By David Hargreaves
The latest quarterly Reserve Bank Survey of Expectations, shows that inflation is anticipated to be just 1.65% in two years time - still well under the RBNZ's explicit inflation target of 2%.
However, the latest result, which is a slight rise from a pick of 1.64% in the last survey, will nevertheless come as something of a relief to the central bank and will not place any more pressure on it regarding interest rate cuts.
Having said that, the decision by the RBNZ's counterpart the Reserve Bank of Australia to drop its key rate to 1.5% will keep tension on, particularly when it comes to the New Zealand dollar.
The survey of expectations is watched very closely by the RBNZ. After the February survey showed a sharp fall in inflation expectations, with the two-year-out figure dropping to 1.63% from 1.85%, the central bank followed up within a month with a cut to the Official Cash Rate.
This was a cut that had clearly not been planned or intended prior to the result of the survey coming out.
Therefore any sharp fall in the latest survey would have put more pressure on. As it is, expectations appear to have settled, albeit at low levels.
The RBNZ gets very uncomfortable when it sees falling inflation expectations, because clearly such expectations feed into businesses' future pricing plans. Expectation of falling inflation makes for weak future pricing intentions.
In terms of one-year-out inflation, the latest survey outcome is a pick of 1.26%, up from 1.22% in the last survey and a low point of 1.09% in February.
ASB economist Kim Mundy said the 2-year-ahead measure remained near record lows in the survey and was well below the 2% considered as consistent with the RBNZ meeting its inflation target.
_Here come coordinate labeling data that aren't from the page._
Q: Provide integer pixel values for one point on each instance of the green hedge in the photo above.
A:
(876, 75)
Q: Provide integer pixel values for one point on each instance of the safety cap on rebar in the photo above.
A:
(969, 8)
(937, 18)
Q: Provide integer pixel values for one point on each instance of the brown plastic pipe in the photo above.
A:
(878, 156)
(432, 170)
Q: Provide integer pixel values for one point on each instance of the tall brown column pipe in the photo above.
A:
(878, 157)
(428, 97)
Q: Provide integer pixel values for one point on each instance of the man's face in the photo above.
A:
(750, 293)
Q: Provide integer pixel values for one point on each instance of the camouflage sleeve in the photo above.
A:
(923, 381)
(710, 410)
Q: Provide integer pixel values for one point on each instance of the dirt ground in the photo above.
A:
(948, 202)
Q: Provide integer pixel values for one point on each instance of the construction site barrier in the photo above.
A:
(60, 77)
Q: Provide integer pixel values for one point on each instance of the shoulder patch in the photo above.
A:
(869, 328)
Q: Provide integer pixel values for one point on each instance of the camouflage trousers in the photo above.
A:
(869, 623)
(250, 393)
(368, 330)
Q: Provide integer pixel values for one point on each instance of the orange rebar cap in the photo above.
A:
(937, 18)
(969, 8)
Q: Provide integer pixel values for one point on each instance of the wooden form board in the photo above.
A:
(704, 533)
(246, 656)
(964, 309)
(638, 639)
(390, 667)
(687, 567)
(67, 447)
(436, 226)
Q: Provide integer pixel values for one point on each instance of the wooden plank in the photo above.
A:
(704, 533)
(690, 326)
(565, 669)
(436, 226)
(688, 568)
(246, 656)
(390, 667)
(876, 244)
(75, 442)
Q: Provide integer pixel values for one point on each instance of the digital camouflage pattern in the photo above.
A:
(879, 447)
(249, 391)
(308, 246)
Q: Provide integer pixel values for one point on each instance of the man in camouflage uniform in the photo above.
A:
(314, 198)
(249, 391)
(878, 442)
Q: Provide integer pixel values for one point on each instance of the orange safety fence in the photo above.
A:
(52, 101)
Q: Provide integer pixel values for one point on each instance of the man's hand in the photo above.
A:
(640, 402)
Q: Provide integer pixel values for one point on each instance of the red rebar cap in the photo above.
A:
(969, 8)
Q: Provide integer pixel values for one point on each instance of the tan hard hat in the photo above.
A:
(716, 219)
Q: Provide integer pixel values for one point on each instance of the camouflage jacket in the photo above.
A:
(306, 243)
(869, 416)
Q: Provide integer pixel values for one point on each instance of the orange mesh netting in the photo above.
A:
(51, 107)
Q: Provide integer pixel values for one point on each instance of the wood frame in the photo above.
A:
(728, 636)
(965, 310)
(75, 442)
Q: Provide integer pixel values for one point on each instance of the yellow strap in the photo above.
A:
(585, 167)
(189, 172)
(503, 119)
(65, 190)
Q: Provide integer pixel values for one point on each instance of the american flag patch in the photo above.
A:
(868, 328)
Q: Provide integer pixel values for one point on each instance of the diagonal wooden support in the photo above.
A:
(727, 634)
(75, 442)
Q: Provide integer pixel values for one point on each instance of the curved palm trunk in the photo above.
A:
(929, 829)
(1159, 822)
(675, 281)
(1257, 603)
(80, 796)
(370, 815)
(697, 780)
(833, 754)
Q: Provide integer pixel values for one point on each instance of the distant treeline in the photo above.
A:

"As a result, the RBNZ will be hoping to see inflation expectations pick up in the near future in order to avoid longer-term expectations becoming unanchored from the inflation target," she said.
"For some time now our central view has been that the outlook for inflation remains subdued, with the risks tilted to the downside. If anything, a number of downside risks have grown recently.
"The ongoing strength in the NZD and recent falls in oil prices are key risks to the near-term inflation outlook. The high NZD and low oil prices, on top of global growth concerns, global spare capacity and capacity in the NZ labour market all reinforce our view the RBNZ will need to provide further stimulus to ensure inflation returns comfortably within the target band.
"While the RBNZ is unlikely to be too concerned about the level of 2-year-ahead inflation expectations in Q3, it will be hoping to see a more convincing lift sooner rather than later. The RBNZ will no doubt be keeping an eye on a range of other inflation expectation surveys in order to assess whether or not inflation expectations are likely to remain anchored around 2%. We continue to expect the RBNZ will cut the OCR again in August and November," Mundy said.
It is already pretty much a given that the RBNZ will drop the Official Cash Rate next week from the current record low of 2.25%, in all likelihood to a new low of 2%.
In a recent unscheduled economic update that was put out partly because of the current long gap between OCR reviews (from June 9 to August 11), but also principally because of the strong Kiwi dollar, the RBNZ signalled further OCR cuts and warned that the then 6% rise in the New Zealand dollar since its last OCR decision was making it hard to meet the 1-3% inflation target.
Having fallen in the wake of that announcement, the Kiwi dollar has subsequently surged again and is currently about 7% higher than the RBNZ has forecast for the September quarter.
A strong Kiwi dollar of course helps to push down prices and pushes back the time at which the RBNZ might get anywhere near its inflation targets.
Inflation in this country has now been below the 1%-3% target for nearly two years and nowhere near the 2% that is the explicit target-within-the-target for the RBNZ.